Updated: May 5, 2020
Small towns often hold more history than their larger neighbours and having just spent a few days in the Riverina area of NSW I found that Junee ( just north of Wagga Wagga ) has more than its fair share. These days its bypassed by the new freeway but back in its heyday Junee was the hub of the area due to being mid way between Melbourne and Sydney.
Discovered back in 1840 when graziers moved in and set up huge pastoral leases throughout the area, a town soon emerged known as ‘Jewnee’ but as years went on it was renamed Junee. In the 1860’s as the town grew several hotels were built and soon became the centre of attention when the infamous Kelly gang held them up when they raided the village. The next 40 years there was great growth with gold being found, more infrastructure and the railway was put through the town. In 1876 a chap by the name of Mr Christoper Crawley decided to buy 840 acres for he had a vision that the railway would subdivide his land and it did. He also built the grand and beautiful Railway Hotel that still stands and trades today with its magnificent wrought iron displays and original timber work. As the town grew, he sold his land off at high prices becoming extremely rich, eventually selling his Railway Hotel to retire and to build an exorbitant mansion overlooking the town named the Monte Cristo.
The railway grew as it was midway between cities, it carried troops north for the war effort and transported livestock, passengers and grain. In 1953 the largest wheat terminal was built in the southern hemisphere nearby.
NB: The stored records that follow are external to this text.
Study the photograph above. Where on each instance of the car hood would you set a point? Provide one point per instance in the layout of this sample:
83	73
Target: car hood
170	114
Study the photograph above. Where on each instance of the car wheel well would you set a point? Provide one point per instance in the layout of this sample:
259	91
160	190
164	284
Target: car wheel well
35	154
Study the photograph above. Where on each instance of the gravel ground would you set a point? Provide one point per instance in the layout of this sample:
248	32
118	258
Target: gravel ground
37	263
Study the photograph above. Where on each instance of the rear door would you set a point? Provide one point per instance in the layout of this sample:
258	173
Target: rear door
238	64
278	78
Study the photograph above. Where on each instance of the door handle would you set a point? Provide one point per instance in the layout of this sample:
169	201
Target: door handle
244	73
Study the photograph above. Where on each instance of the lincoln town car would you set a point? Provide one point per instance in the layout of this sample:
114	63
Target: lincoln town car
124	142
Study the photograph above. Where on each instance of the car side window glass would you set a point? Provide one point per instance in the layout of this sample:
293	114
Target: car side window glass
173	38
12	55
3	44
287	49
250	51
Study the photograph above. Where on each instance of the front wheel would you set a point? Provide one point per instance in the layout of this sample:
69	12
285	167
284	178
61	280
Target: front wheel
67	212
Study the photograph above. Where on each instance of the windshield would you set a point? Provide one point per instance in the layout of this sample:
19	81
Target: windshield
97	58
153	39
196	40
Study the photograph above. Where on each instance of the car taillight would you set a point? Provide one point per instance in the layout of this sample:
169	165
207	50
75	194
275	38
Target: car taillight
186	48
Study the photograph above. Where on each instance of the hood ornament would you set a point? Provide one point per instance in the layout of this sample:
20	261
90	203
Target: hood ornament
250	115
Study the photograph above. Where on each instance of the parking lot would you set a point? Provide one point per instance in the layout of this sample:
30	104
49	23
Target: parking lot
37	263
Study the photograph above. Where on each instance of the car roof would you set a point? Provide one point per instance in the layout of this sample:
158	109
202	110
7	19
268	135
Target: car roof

Junee soon became known as the railway town. The centre of town revolved around the railway station, and when the original timber one burnt, a French inspired building set as a square was erected in 1883 covering two stories, including staterooms, fully furnished, bedrooms, sitting rooms and much more. These days the station still operates but adjoining buildings have been rehoused as glorious coffee houses and delightful gift shops.
When Christopher Crawley built his magnificent Monte Cristo it was the most stately house in the district built as an impressive two story Victorian inspired mansion. Along with stables at the rear, servants quarters, ballroom, workshops and storage sheds it was very grand. Over the next few years, Mr Crawley passed away and his wife soon after and the house fell into disrepair where no one lived in it for nearly 20 years. Present owners have restored the heritage homestead to its former glory where it is open to the public daily to explore the house, museum and grounds. Monte Cristo is now known as the most haunted house in Australia, now if this is true or not - you’ll have to visit the estate and see for yourself.
In 1934 the Junee flour mill was built to compliment the huge amount of grain being shipped from the area but production soon slowed and it shut down but in its day it was regarded as one of the most efficient mills in Australia. This stunning stone building has now been restored and houses the Junee Liquorice and Chocolate factory where you can tour the inner workings of how they make these delicacies and for an extra fee even make your own. The owners of the factory also own a 1100 acre organic Olive farm from where the process starts to make Liquorice the original way with the highest level of organic certification.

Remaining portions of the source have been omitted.